Женя не стала продолжать схватку с унылым типом, высокомерно поднялась и вышла из купе.
К вечеру снег стал синеть, все ближе сливался с фиолетовым горизонтом. Темные столбы мелькали монотонно, усыпляюще равномерно. Постепенно исчезла в темноте степь, стушевались столбы, и в темном окне отразились желтый плафон, дверь, стекло стало лаковым.
Ночью в Троицке Женя выходила на перрон подышать свежим воздухом. Здесь почти никто не садился, в морозном тумане проплывали редкие пассажиры. Молчаливый человек, весь лоснящийся, черный с головы до пят, с фонарем, похожим на маленький чертог с красным огоньком, шел возле вагонов, пригибался и постукивал по колесам нервным молоточком на длинной ручке. Круг света раскачивался и двигался рядом с ним, как цветной шар на веревочке. С вышки светила гроздь прожекторов. Размытый дымный луч косо, широким мечом упирался в перрон...
Утром Женю разбудили голоса.

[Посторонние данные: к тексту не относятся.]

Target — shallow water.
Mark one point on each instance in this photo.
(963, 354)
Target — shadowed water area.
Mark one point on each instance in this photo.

Поезд стоял. Отодвинулась дверь, и в купе вошел унылый тип, заспанный и обрюзгший, будто с похмелья.
— Что на улице?— спросил сверху веселый. Из-под полушубка голос его звучал, будто из погреба.
— Не был на улице.
— Знаю, что небо, я про погоду спрашиваю.
— Зима,— ответил унылый тип. Так, со смеха, начался новый день.
Неуклюжий проводник, в той же черной шинели и лисьей шапке, разнес стаканы с чаем на мокром подносе, повторяя в каждом купе:
— Шай не пьешь, откуда силу возьмешь? Тридцать пять копеек стакан, развяжи живот, пей, сколько хочешь.
Попили чаю, согрелись. Сверху спустился чернявый, начал заигрывать с Женей:
— Как тебя зовут, детка? Далеко ли путь держим?
— Зовите меня на вы,— ответила Женя и не удержалась, ни с того ни с сего, прыснула.
Чернявый не обиделся и объявил, будет называть ее Крошкой, вежливо и культурно. На следующей остановке он принес пакетик леденцов и подал Жене.
— Кушай, Крошка, я с удовольствием послушаю, как хрустят твои зубки.
Жене он нравился, он чем-то напоминал Сергея Хлынова.